Mystery Of Missing Flight MH370 Deepens As Experts Say Its Disappearance Was Intentional

Experts Say Disappearance Of Missing Flight MH370 Was Intentional

Getty Image


Malaysia Airlines Flight 370 vanished off the face of the Earth on March 8, 2014 with 239 people on board. Not a single one of them has ever been found.

It certainly hasn’t been for lack of trying. Numerous experts and investigators have taken a crack at trying to solve perhaps the biggest mystery in the history of aviation.

Now, even more top air crash investigators have put forth new theories about what happened to Flight MH370 and they feel pretty confident about them.

During his appearance on the recent Sky News Australia documentary MH370: The Final Search, former pilot and top aviation safety investigator John Cox says he believes Flight MH370 was deliberately sabotaged.

Related: New Report Claims To Have Pinpointed The Location Of Missing Flight MH370

It has been widely speculated that the pilot of Flight MH370, Zaharie Ahmad Shah, either deliberately crashed the passenger jet or was the victim of a hijacking. One aviation expert who has been studying the disappearance even put forth theories about how Russia would have had the means and motive to hijack the flight.

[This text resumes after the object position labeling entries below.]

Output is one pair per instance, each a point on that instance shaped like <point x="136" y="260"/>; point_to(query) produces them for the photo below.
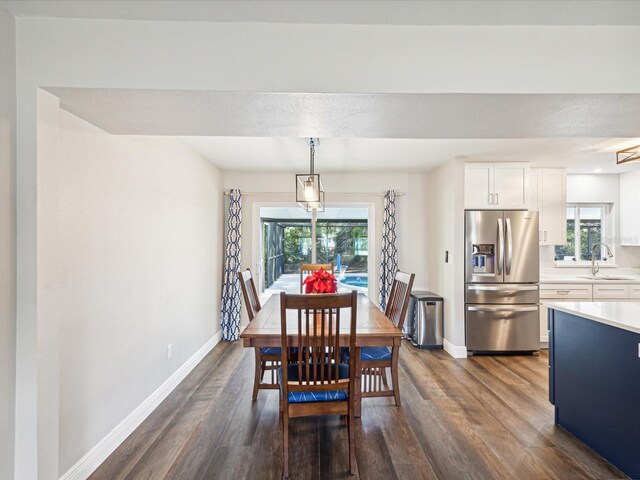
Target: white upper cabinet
<point x="478" y="185"/>
<point x="549" y="197"/>
<point x="629" y="201"/>
<point x="500" y="186"/>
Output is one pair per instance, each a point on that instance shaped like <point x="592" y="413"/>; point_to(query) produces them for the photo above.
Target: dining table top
<point x="372" y="326"/>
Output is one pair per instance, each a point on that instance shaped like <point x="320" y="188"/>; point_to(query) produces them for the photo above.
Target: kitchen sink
<point x="605" y="277"/>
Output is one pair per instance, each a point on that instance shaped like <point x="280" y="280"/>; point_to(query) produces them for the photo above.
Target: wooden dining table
<point x="373" y="328"/>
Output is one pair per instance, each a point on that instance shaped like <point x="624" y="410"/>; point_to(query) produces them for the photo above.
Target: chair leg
<point x="285" y="445"/>
<point x="394" y="375"/>
<point x="257" y="375"/>
<point x="383" y="372"/>
<point x="351" y="427"/>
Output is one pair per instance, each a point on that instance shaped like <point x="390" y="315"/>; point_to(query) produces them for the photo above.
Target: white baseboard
<point x="105" y="447"/>
<point x="454" y="350"/>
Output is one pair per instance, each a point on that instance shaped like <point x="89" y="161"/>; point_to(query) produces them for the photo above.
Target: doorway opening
<point x="342" y="238"/>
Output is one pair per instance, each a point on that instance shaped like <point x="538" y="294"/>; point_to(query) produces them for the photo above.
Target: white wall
<point x="129" y="242"/>
<point x="445" y="210"/>
<point x="598" y="189"/>
<point x="7" y="241"/>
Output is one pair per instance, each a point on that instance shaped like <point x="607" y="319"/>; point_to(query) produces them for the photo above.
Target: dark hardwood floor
<point x="477" y="418"/>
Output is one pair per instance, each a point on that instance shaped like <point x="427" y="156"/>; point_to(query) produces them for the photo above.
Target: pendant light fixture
<point x="628" y="155"/>
<point x="309" y="190"/>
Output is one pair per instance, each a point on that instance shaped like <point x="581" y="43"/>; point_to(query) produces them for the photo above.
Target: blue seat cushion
<point x="276" y="350"/>
<point x="369" y="353"/>
<point x="306" y="397"/>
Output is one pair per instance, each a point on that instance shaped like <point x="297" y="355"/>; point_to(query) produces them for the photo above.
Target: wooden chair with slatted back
<point x="374" y="361"/>
<point x="267" y="358"/>
<point x="317" y="383"/>
<point x="307" y="269"/>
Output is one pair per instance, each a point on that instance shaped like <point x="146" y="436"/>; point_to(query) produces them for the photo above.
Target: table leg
<point x="358" y="386"/>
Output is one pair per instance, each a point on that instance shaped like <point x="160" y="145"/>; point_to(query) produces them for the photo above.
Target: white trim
<point x="105" y="447"/>
<point x="454" y="350"/>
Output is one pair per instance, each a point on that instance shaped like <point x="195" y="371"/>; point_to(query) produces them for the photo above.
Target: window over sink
<point x="587" y="226"/>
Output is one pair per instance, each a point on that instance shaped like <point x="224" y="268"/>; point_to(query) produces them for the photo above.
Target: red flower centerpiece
<point x="320" y="281"/>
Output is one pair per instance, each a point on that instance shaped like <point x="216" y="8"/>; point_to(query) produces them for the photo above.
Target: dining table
<point x="373" y="328"/>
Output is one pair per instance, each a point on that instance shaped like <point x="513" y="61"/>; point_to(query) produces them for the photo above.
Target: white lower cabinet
<point x="610" y="292"/>
<point x="634" y="291"/>
<point x="560" y="291"/>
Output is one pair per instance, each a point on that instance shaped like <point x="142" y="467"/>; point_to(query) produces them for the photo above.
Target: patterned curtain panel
<point x="389" y="254"/>
<point x="230" y="305"/>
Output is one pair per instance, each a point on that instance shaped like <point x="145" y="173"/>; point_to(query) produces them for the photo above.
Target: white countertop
<point x="579" y="279"/>
<point x="624" y="315"/>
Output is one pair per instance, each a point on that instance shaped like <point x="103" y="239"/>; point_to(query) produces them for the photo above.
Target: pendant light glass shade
<point x="309" y="190"/>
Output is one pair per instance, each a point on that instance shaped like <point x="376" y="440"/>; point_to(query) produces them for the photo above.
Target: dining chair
<point x="307" y="269"/>
<point x="317" y="383"/>
<point x="374" y="361"/>
<point x="267" y="358"/>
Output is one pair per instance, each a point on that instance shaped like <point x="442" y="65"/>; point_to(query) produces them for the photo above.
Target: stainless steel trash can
<point x="424" y="324"/>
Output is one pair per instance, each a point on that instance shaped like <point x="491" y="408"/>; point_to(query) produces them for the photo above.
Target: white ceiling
<point x="353" y="115"/>
<point x="249" y="131"/>
<point x="579" y="155"/>
<point x="471" y="12"/>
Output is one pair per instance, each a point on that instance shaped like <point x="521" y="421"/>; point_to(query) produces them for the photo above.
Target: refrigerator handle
<point x="500" y="253"/>
<point x="509" y="251"/>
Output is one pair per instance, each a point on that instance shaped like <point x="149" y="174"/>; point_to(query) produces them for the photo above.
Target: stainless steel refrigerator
<point x="502" y="271"/>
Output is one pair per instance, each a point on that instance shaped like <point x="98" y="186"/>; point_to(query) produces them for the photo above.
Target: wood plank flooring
<point x="476" y="418"/>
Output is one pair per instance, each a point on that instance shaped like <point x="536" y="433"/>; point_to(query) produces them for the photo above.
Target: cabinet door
<point x="573" y="292"/>
<point x="634" y="291"/>
<point x="511" y="186"/>
<point x="629" y="200"/>
<point x="610" y="291"/>
<point x="478" y="186"/>
<point x="553" y="200"/>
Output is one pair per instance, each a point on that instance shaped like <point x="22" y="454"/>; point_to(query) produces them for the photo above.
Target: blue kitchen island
<point x="594" y="377"/>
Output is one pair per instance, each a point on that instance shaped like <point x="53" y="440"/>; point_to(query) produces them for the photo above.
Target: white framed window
<point x="587" y="226"/>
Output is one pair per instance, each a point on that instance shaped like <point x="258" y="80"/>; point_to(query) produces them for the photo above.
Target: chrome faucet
<point x="596" y="268"/>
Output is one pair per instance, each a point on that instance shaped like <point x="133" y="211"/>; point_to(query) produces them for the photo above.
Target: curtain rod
<point x="398" y="194"/>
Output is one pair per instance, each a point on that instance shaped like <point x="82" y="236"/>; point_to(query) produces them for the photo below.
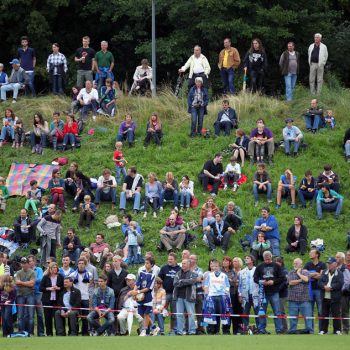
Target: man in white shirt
<point x="88" y="99"/>
<point x="318" y="55"/>
<point x="199" y="67"/>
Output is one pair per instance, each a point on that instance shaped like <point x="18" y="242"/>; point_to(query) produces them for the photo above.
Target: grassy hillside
<point x="183" y="155"/>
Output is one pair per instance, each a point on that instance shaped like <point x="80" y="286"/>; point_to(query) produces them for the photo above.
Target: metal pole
<point x="154" y="64"/>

Another popular theory about Flight MH370’s disappearace believes that Shah depressurized the plane, causing the passengers to suffer hypoxia, then lowered the plane to 3,000 feet and then parachuted out to meet his mistress in a boat, leaving the plane to crash somewhere in the ocean.

While another theory believes Captain Shah was depressed leading up to the flight and deliberately crashed the plane into the Indian Ocean in some sort of suicide mission.

According to Cox, we can rule out several of those hypotheses, including any that involved a hijacking.

“I think the evidence is pretty overwhelming that the airplane could not have flown the route it did with all the respective turns without that being a commandeered maneuver,” he told Sky News Australia.

Cox also pointed out that Shah would have been the only person on the flight who would have had the knowledge and experience necessary to disable Flight MH370’s datalink system.

The plane disappeared off air traffic control’s radar around 40 minutes after takeoff.

Was the pilot of MH370 ultimately the one responsible for its disappearance?

Canadian aviation crash investigator Larry Vance also told Sky News Australia that believes Flight MH370’s disappearance was a deliberate act.

“MH370 was a criminal act, the aircraft was intentionally ditched, exactly as I described in my book, of this I have no doubt,” said Nance.

Related: New Technology May Have Revealed Fresh Clues About Where Flight MH370 Went After It Disappeared

Aviation writer and former commercial pilot Mike Glynn said he thinks a 22 minute holding pattern discovered in MH370’s flight path may hold the key.

“There’s no reason to do that,” he said. “My theory has always been that it was the captain who is responsible.”

Danica Weeks, whose husband was on board Flight MH370, told Sky News Australia after learning about the 22 minute holding pattern, “What were they doing in that 22 minutes …? Was there negotiations with the pilot? We should be told about it … we should know what happened for 22 minutes … Was there an on-board fight with the pilots and the passengers … was it another September 11 … but 22 minutes is a long time to be going around in circles. He [Captain Shah] must’ve been talking to someone … it’s just a complete cover up.”

Glynn also offered up yet another new theory that ties Captain Shah to the plane’s disappearance. He says he thinks it may have something to do with Shah being angry over the arrest of his relative, Malaysian opposition leader Anwar Ibrahim, was convicted of sodomy just one day before Flight MH370’s disappearance.

Whether any of these theories, as had been the case for almost eight years now, are true remains to be seen.